Week 5: Tool Use with LLMs

Introduction

Large Language Models (LLMs) excel at language generation, but their capabilities are fundamentally limited by their training data cutoff and inability to access real-time information or perform precise computations. Tool use (also called function calling or tool augmentation) enables LLMs to overcome these limitations by interfacing with external systems: search engines, calculators, APIs, databases, and code interpreters. This week focuses on the fundamentals of tool calling: how LLMs are configured to select and invoke external tools, how to design effective tool schemas, and how to implement basic function calling with major providers (OpenAI, Anthropic, Cohere) and open-source models.
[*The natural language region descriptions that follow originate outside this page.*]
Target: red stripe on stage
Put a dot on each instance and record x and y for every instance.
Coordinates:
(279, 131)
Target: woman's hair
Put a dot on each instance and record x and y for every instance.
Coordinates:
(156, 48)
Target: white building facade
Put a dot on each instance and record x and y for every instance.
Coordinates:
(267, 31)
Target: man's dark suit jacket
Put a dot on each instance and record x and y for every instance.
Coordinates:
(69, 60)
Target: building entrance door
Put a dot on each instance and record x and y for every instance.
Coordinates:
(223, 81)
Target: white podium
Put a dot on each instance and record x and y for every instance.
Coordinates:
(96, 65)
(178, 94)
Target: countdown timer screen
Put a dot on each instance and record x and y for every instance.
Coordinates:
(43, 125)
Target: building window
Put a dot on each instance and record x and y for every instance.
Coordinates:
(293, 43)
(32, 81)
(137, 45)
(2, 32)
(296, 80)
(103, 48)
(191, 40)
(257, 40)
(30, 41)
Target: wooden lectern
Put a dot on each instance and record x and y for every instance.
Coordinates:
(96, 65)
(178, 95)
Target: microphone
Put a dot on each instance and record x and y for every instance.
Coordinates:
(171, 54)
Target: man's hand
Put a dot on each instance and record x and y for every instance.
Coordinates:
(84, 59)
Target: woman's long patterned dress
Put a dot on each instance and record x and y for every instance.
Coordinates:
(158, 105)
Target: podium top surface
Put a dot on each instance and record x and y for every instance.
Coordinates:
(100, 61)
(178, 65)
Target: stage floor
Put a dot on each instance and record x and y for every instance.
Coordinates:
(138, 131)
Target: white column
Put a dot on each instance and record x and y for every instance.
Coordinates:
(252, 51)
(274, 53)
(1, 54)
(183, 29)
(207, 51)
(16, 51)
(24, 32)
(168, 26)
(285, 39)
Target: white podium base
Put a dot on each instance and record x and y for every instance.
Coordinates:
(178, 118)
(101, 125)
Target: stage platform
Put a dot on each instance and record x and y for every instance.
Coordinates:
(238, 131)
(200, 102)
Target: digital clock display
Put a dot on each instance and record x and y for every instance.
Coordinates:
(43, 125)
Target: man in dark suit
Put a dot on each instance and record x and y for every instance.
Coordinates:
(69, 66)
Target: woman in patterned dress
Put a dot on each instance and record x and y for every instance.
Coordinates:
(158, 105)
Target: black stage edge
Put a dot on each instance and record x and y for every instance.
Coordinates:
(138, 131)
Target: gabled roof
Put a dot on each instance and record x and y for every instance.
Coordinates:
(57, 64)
Note: This week introduces tool calling mechanics—we’ll explore advanced agent architectures, planning, and multi-step reasoning in Week 11: Agents & Planning.

Goals for the Week

  • Understand why tool use is necessary and when to use it vs. direct prompting.
  • Learn the mechanics of function calling: tool schemas, parameter passing, result handling.
  • Implement single-step and basic multi-step tool calling with OpenAI, Anthropic, and open-source models.
  • Design clear tool descriptions and robust parameter schemas.
  • Handle errors, validate outputs, and implement retry logic.
  • Evaluate tool usage: selection accuracy, parameter correctness, response quality.

Learning Guide

Why Tool Use Matters

Limitations of Pure LLMs:

  • Knowledge Cutoff: Training data is frozen; cannot access current events or real-time data.
  • Computational Weakness: Struggle with precise arithmetic, complex calculations, symbolic reasoning.
  • Hallucination Risk: May confidently generate plausible but incorrect information.
  • No External State: Cannot read files, query databases, or interact with APIs.
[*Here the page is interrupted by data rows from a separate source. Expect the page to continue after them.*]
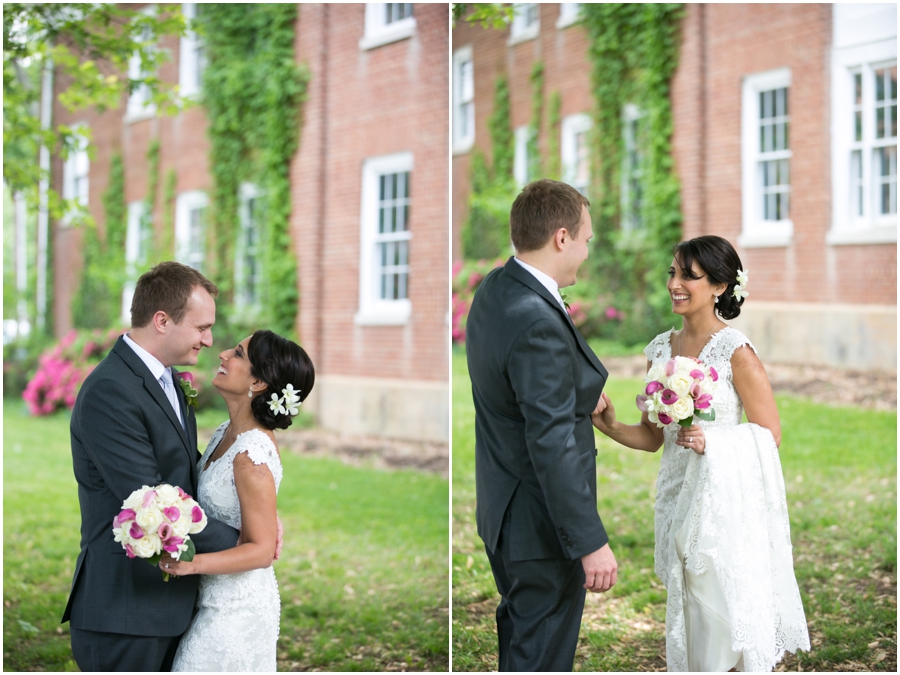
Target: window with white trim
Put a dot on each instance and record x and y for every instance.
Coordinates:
(190, 228)
(387, 22)
(574, 151)
(766, 159)
(192, 59)
(526, 23)
(140, 105)
(463, 100)
(864, 124)
(523, 161)
(632, 168)
(248, 263)
(138, 247)
(569, 14)
(385, 237)
(76, 172)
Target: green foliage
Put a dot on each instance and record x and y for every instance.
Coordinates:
(634, 54)
(89, 46)
(253, 90)
(98, 300)
(554, 123)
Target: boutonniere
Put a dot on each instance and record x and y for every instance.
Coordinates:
(186, 382)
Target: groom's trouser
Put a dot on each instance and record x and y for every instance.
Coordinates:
(114, 652)
(539, 615)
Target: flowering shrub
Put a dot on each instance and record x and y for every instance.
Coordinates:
(62, 369)
(591, 314)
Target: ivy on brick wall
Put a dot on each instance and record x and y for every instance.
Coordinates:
(633, 50)
(98, 301)
(253, 90)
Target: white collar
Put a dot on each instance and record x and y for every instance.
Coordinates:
(546, 280)
(153, 364)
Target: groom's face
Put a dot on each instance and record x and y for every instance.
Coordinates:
(576, 249)
(185, 339)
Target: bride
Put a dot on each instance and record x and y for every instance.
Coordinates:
(263, 381)
(723, 545)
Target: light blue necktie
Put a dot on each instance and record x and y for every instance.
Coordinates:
(169, 387)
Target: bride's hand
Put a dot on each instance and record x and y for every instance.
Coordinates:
(178, 568)
(604, 415)
(692, 437)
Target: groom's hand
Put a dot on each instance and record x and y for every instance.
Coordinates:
(599, 569)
Benefits of Tool-Augmented LLMs:

  • Grounding: Retrieve factual information from authoritative sources (search, databases, knowledge graphs).
  • Precision: Delegate calculations to deterministic tools (calculators, code interpreters).
  • Actuation: Perform real-world actions (send emails, update databases, control systems).
  • Specialization: Access domain-specific tools (weather APIs, financial data, medical databases).

Core Concepts

Function Calling: The Basics

Function calling is an API-level feature where LLMs output structured function calls (JSON) that your code executes1.

Basic Flow:

  1. Define Tools: Specify available functions with schemas (name, description, parameters)
  2. Send Query: User asks a question requiring external information
  3. Model Decides: LLM determines which tool(s) to call and with what arguments
  4. Execute Tool: Your code runs the actual function
  5. Return Result: Send tool output back to LLM
  6. Generate Answer: LLM synthesizes final response using tool results

Tool Schema Design

Tools are described via structured schemas (function signatures):

{
  "name": "get_weather",
  "description": "Get current weather for a location",
  "parameters": {
    "type": "object",
    "properties": {
      "location": {
        "type": "string",
        "description": "City name, e.g., 'London' or 'New York, NY'"
      },
      "units": {
        "type": "string",
        "enum": ["celsius", "fahrenheit"],
        "description": "Temperature units"
      }
    },
    "required": ["location"]
  }
}

Best practices: Clear descriptions, explicit types, required fields, enums for constraints.

Videos & Interactive Tutorials

Recommended Courses:

API Documentation & Guides

Major Provider APIs:

Open-Source Frameworks:

Key Research Papers

  • ReAct: Synergizing Reasoning and Acting in Language Models3: Introduces the ReAct pattern (reasoning + acting) for agentic workflows.
  • Toolformer: Language Models Can Teach Themselves to Use Tools4: Shows LLMs can learn when and how to use tools via self-supervised learning.
  • Gorilla: Large Language Model Connected with Massive APIs5: Fine-tunes LLMs for API calling with retrieval-augmented generation.
  • ToolLLM: Facilitating Large Language Models to Master 16000+ Real-world APIs6: Creates ToolBench dataset for evaluating tool use across diverse APIs.

Function Calling Patterns

Single-Step Function Calling

Pattern: LLM analyzes query → selects tool → generates arguments → you execute → LLM synthesizes final answer.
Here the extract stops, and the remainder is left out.